I tried implementing a more traditional q-learning pipeline using cvxpy (rather than the inequality trick of the last time). Couldn’t get it to work as well. And it’s still kind of slow despite a lot of rearrangement to vectorize operations (through batching basically).

I guess I’m still entranced with the idea of avoiding neural networks. In a sense, that is the old boring way of doing things. The Deep RL is the new stuff. Using ordinary function approximators is way older I think. But I feel like it takes a problem out of the equation (dealing with training neural nets). Also I like modeling languages/libraries.

I kept finding show stopping bugs throughout the day (incorrectly written maxaction functions, typos, cross episode data points, etc.), so I wouldn’t be surprised if there is one still in here. It’s very surprising how one can convince oneself that it is kind of working when it is actually impossible it’s working.
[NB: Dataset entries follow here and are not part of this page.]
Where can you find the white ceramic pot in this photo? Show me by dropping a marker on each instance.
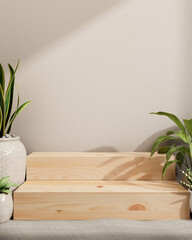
(12, 159)
(6, 207)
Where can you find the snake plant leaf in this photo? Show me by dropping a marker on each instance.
(160, 140)
(167, 164)
(15, 114)
(185, 137)
(1, 118)
(190, 147)
(181, 158)
(173, 118)
(2, 102)
(170, 133)
(188, 125)
(18, 98)
(164, 149)
(182, 149)
(2, 78)
(9, 94)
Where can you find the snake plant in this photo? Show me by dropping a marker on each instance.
(187, 182)
(6, 101)
(5, 185)
(180, 144)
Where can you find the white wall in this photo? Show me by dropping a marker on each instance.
(94, 69)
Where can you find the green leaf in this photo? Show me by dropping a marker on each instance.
(2, 78)
(181, 158)
(160, 140)
(175, 149)
(2, 106)
(184, 136)
(9, 94)
(173, 118)
(190, 147)
(4, 180)
(15, 114)
(164, 149)
(188, 125)
(167, 164)
(170, 132)
(1, 118)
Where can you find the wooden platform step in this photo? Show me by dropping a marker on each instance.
(79, 200)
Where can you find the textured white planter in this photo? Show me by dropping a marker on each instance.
(6, 207)
(12, 159)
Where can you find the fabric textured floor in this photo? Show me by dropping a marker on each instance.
(103, 229)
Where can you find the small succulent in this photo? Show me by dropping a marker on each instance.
(6, 101)
(5, 185)
(180, 145)
(188, 179)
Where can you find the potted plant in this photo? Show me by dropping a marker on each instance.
(12, 151)
(6, 201)
(180, 144)
(187, 182)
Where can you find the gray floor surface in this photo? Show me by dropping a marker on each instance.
(102, 229)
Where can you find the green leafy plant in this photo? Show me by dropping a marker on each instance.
(6, 101)
(187, 182)
(180, 144)
(5, 185)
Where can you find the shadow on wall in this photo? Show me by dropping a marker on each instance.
(187, 59)
(146, 146)
(103, 149)
(45, 22)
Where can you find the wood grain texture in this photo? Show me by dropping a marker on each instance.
(96, 166)
(137, 200)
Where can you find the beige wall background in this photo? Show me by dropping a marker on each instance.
(94, 69)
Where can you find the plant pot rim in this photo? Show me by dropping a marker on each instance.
(10, 139)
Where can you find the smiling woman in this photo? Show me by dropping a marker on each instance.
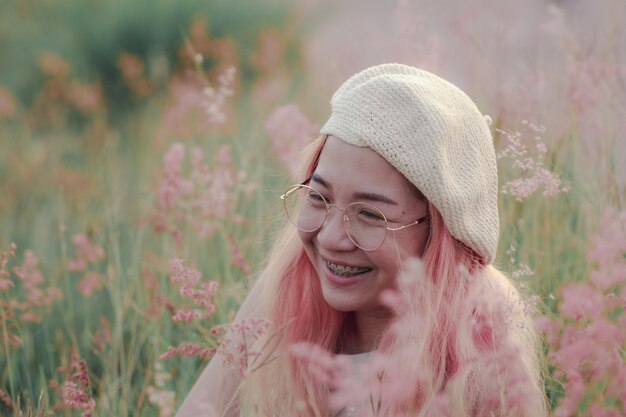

All these environments are so simple, that I suspect I could randomly sample controllers out of a sack for the time I’ve been fiddling with this stuff and find a good one.

 

I also did the easy cartpole environment using the inequality trick.  Seems to work pretty well.

 

 

I also have some Work in Progress on getting full swingup cartpole. Currently is not really working. Seems to kind of be pumping about right? The continuous force control easy cartpole does work though.

 

Now I feel that a thing that matters quite a bit is what is your choice of action for the next time step. Hypothetically you want a ton of samples here. I now think that using an action that is just slightly perturbed from the actual action works well because the actual action is tending to become roughly the optimal one. Subsequent time steps have roughly the same data in them.

One advantage of discrete action space is that you can really search it all.

Does that mean I should seriously investigate the sum of squares form? A semidefinite variable per data point sounds bad. I feel like I’d have to seriously limit the amount of data I’m using. Maybe I’ll be pleasantly surprised.

I haven’t even gotten to playing with different polynomials yet. The current implementation is exponentially sized in the number of variables. But in kind of a silly way. I think it would be better to use all terms of a bounded total degree.